Le domeniche estive a Toronto sono di gran lunga differenti. Si sa, ogni posto ha le proprie abitudini e diciamo che queste canadesi non mi sembrano affatto male nella loro semplicità.

Ti svegli, vedi il sole fuori dalla finestra, vai al porto con un mezzo pubblico o la bici, prendi il battello, in pochi minuti scendi a Toronto Iceland e (se fossi milanese aggiungerei taaaccc!) ti godi il sole per tuuuuutta la giornata.

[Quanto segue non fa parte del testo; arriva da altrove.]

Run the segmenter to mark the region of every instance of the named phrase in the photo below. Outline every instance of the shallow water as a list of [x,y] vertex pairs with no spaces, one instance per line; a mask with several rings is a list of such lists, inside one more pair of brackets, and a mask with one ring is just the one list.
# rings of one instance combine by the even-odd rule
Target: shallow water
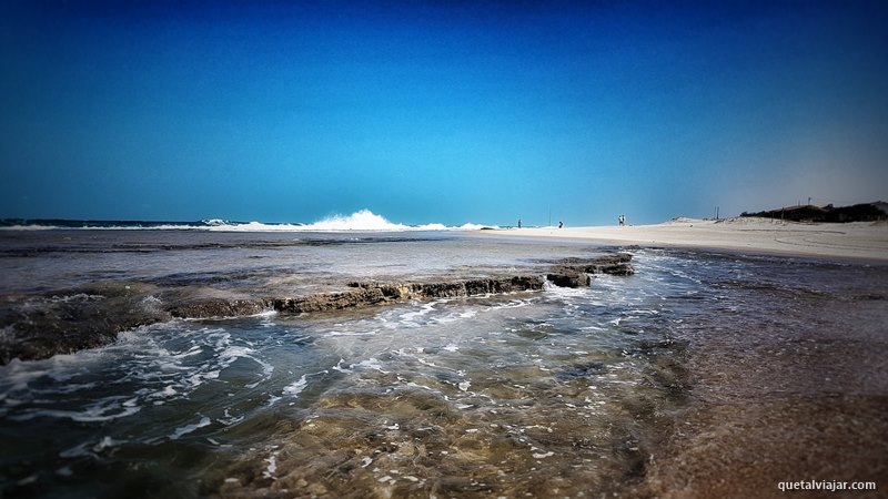
[[[132,271],[109,264],[118,262],[115,253],[99,251],[108,241],[81,254],[103,262],[94,272],[120,265],[133,278],[193,281],[212,272],[253,283],[287,278],[264,271],[256,277],[258,268],[316,265],[325,268],[319,275],[335,281],[339,274],[465,272],[473,262],[524,268],[598,249],[454,235],[340,236],[310,245],[283,244],[280,235],[245,243],[243,234],[196,245],[191,236],[181,235],[179,245],[154,241],[149,255],[158,262],[148,258]],[[263,252],[274,254],[266,255],[273,264],[254,267],[244,258]],[[10,258],[26,265],[51,253]],[[124,333],[108,347],[12,361],[0,367],[0,490],[44,497],[620,492],[644,480],[653,454],[706,395],[695,393],[700,388],[688,373],[700,345],[724,346],[725,358],[716,361],[730,371],[738,347],[730,333],[744,327],[785,326],[788,318],[798,330],[816,327],[805,318],[825,299],[847,299],[849,308],[868,299],[877,317],[888,317],[885,267],[633,253],[635,276],[596,276],[586,288],[175,320]],[[183,255],[186,261],[178,259]],[[204,258],[222,263],[208,264],[210,271],[192,265]],[[40,273],[34,288],[51,281],[52,271]],[[14,283],[6,286],[21,287]]]

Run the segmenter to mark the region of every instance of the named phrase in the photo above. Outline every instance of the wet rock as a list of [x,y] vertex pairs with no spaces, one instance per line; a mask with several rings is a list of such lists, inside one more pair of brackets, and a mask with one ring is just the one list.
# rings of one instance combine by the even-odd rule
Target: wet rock
[[354,282],[336,293],[256,297],[213,287],[111,282],[47,295],[0,297],[0,364],[40,359],[99,347],[121,330],[181,318],[241,317],[266,310],[312,313],[360,308],[410,299],[455,298],[586,286],[593,274],[632,275],[632,255],[556,262],[543,275],[492,275],[421,282]]
[[263,298],[214,298],[175,305],[169,312],[173,317],[212,318],[250,316],[270,309],[271,304]]
[[546,279],[558,287],[588,286],[592,282],[592,278],[585,272],[571,272],[571,269],[546,274]]
[[279,312],[327,312],[375,305],[387,301],[379,287],[355,287],[342,293],[323,293],[292,298],[275,298],[272,303]]
[[157,287],[101,283],[46,295],[7,295],[0,301],[0,365],[108,345],[118,333],[169,320]]

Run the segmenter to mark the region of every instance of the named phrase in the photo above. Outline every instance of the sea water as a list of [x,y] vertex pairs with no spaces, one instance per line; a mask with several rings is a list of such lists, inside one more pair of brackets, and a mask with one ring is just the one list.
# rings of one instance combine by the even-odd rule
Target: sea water
[[[2,237],[8,296],[103,279],[299,292],[353,277],[526,272],[603,249],[453,233]],[[825,295],[886,294],[884,267],[624,249],[636,275],[588,287],[172,320],[105,347],[13,360],[0,366],[0,491],[619,492],[644,478],[693,400],[688,345],[779,322],[787,307],[804,316]]]

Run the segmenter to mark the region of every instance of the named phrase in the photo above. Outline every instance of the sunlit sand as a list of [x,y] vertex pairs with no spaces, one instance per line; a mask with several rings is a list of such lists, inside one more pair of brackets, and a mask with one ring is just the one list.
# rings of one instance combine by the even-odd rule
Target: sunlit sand
[[707,247],[839,258],[888,259],[888,223],[805,224],[768,218],[676,218],[656,225],[523,227],[484,231],[525,237],[594,240],[605,244]]

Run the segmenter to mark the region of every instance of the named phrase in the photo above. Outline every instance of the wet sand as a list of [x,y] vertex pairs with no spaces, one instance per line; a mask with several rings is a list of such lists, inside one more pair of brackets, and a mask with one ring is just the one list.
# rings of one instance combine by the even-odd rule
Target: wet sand
[[605,244],[720,248],[730,251],[888,259],[888,223],[805,224],[768,218],[677,218],[656,225],[524,227],[478,234],[594,240]]
[[[764,218],[658,225],[521,228],[488,234],[605,244],[725,249],[835,262],[888,259],[888,224],[799,224]],[[825,293],[735,327],[687,336],[687,407],[647,458],[630,497],[886,497],[888,296]],[[765,291],[761,303],[767,307]],[[816,289],[814,291],[816,293]],[[805,294],[808,291],[804,292]],[[750,304],[751,305],[751,304]],[[716,329],[716,330],[713,330]],[[781,492],[781,481],[872,481],[872,491]]]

La natura è a portata di mano e il lago Ontario è così esteso che si ha l’impressione di stare in mezzo all’oceano. Ci sono spiagge, lunghi sentieri tra il verde dei giardini, escursioni organizzate per grandi e piccoli, attracchi per le barche a vela, possibilità di noleggio biciclette e canoe, divertimenti sportivi e non e meravigliose aree ristoro e zone per il barbecue.

Accidenti all’ansia del Leopardi, che ti fa sparare tutte le cartucce il sabato pensando che la domenica sia un giorno brutto solo perché precede il lunedì. É come dire, non mi faccio un tuffo in mare perché altrimenti mi bagno. Assurdo. A quanto pare il buon Giacomo si sbagliava, è possibile rilassarsi e godersi la domenica senza fare code, senza litigare per il parcheggio, senza portarsi dietro bagagli così ingombranti che nemmeno la Regina Vittoria quando si trasferì in India e, sopratutto, è possibile farlo avendo tutto il tempo per cercare le mutande.

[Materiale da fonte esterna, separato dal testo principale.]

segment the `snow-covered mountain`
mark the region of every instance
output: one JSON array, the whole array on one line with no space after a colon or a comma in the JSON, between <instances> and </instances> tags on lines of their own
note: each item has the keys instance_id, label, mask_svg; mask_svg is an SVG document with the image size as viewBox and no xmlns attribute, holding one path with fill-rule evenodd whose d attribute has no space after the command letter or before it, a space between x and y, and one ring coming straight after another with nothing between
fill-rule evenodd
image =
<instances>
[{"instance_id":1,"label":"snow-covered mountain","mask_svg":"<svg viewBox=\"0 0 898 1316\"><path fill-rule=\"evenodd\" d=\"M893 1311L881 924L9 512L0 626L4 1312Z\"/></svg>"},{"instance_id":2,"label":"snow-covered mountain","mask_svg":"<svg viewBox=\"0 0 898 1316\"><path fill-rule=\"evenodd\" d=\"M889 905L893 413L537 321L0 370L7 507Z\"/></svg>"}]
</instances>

Il mondo non è di Leopardi, il ritmo giusto è quello della natura che scandisce il tempo senza fretta né preoccupazioni.

E diciamolo, a me Giacomo mi è sempre stato antipatico, l’unico a cui do credito quando le cose mi sembrano complicate o scoraggianti è Gene Wilder. Perché?  Perché anche divertirsi la domenica “Si-può-fare!”